The first greeting card of the season arrived in the mail the other day–yes, the mail, the kind that still requires a postage stamp and a short walk out to the mailbox in below-freezing temperatures to retrieve. The sending and receiving of Christmas cards is a holiday ritual that I look forward to. I still personally send and receive a goodly number of them–last year I mailed off nearly 100. I count myself fortunate that I know that many people to whom I would like to send greetings of the season.
In recent years, I’ve received more ‘e-cards’ but there is something wonderful about ripping open the paper envelope, sliding out the card and holding in your hand a paper card from someone you know even if you only hear from them by mail at this time of year. The convenience of the Internet certainly has impacted the way we correspond with our friends and family. It’s great to be able to sit down and chat via electronically on one of many of the modes of communication now available to us, just as I did this morning with my cousin in Los Angeles. But for me, I still enjoy the old-fashioned Christmas card when it comes to wishing everyone a happy holiday.
For the past two weeks, I’ve been busy in the studio designing, ordering and delivering holiday cards to my photography clients. The cards feature the portraits I’ve taken of them either on the front cover or inside or both along with a personal message conveying their best wishes to their loved ones and friends. It’s terrific fun to help them select just the right design for the photo they’ve chosen and pen a verse to say exactly what they want, if they haven’t already written it themselves. And it’s even more rewarding to see how happy and pleased they are when I show them the finished product.
My family has been creating Christmas cards for as long as I can remember. Longer, in fact, as for my very first Christmas, my parents sent off a card with a photograph of me, cuddled in the arms of my beaming father with my beautiful mother next to him and the Christmas tree, trimmed in silver tinsel and shiny glass balls, behind us.
In the photo, I look less than interested but I am so thrilled now to have this tangible Christmas memory, to be able to feel the thickness of the stiff-backed panel card and the embossed greeting and design on the front. The names of my parents are also embossed onto the card but my name has been hand-printed in red, ball-point ink below it. Maybe they didn’t anticipate including me in the picture when they ordered the card or maybe it was simply a printer’s mistake or limitation of the number of lines that could be included. The photo itself is a ‘sepia-toned’ wallet that has been inserted and affixed in the pre-cut rounded-corner opening. I have only one of these cards which found in a drawer my parents’ home during a visit there. I cherish it as I would a priceless jewel, more in fact.
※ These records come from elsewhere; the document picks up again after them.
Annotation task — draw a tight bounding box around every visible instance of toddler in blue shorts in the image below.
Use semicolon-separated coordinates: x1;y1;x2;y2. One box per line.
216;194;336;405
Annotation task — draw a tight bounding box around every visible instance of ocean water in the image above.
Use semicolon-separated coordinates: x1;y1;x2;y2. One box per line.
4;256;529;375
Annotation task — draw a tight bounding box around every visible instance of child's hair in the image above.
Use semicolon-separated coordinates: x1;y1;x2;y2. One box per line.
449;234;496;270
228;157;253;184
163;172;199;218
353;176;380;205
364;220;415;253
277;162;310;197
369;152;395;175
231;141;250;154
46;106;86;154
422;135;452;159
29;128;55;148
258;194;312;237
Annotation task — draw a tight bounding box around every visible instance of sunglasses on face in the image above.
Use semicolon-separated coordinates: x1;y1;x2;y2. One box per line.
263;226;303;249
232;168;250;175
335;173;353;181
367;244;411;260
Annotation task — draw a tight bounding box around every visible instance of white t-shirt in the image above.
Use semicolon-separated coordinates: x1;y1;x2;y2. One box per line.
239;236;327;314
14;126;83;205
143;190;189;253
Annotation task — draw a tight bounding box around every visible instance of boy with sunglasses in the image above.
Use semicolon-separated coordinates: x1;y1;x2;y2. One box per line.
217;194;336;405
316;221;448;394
Throughout my childhood, my brothers and I posed for the annual Christmas card photo. Sometimes we included the family cat. Sometimes we were wearing pajamas, other times our Sunday-best. Sometimes we were placed at the piano or playing our instruments. The year my youngest brother arrived, my aunt Marie made an oversized red flannel stocking into which my six-month-old brother was carefully stuffed while my other brother and I held it open. I know that there were years when I was less than excited about having to stand still while my dad, also a fine professional photographer, took the picture. But now, I am so grateful that he and my mother insisted.
In the days when black and white was the only option, Dad had to print the Christmas card pictures himself on photographic paper, many of which doesn’t exist any more. These photos would then be inserted into the card, just as I still do for myself and clients today. In some cases, he printed the entire card on photographic paper. I don’t know how he found the time to do them as the holidays was always busy enough just trying to fulfill customers’ orders.
With the advent of Kodak’s ‘slimline’ greeting cards, the actual production of the card became a little easier. We still had to take time out for my dad to shoot the photo, but it was far less work on the back-end for him to create it. The task of addressing and stamping all those cards, and I’m sure there were plenty because I have a large, extended family, fell to my mom.
I have carried on the tradition in my own family. My three sons long ago learned that it was better just to go along with the yearly photo session than to protest. One of my personal favorites is of them standing on our front walk, with the snow flurries flying around them. Another that I’ll treasure for as long as I live is the one I took of my sons with my parents during one of their last visits to my home.
I like to believe now that they are young men that they actually appreciate my efforts. I am sure they will once they have families of their own. Because over the years, it’s all those pictures that help us to share with others the way we lived and the people we loved. During the holiday season, I display the photo cards my parents made. It keeps my family close to me now that my mother has passed away and my father lives far away. And they remind me of holidays past. So while we live in an exciting era of instantaneous, electronic communication, I continue this old-fashioned practice of sending a personal, paper greeting card to my family and friends. Perhaps, one day, my cards will become holiday heirlooms too.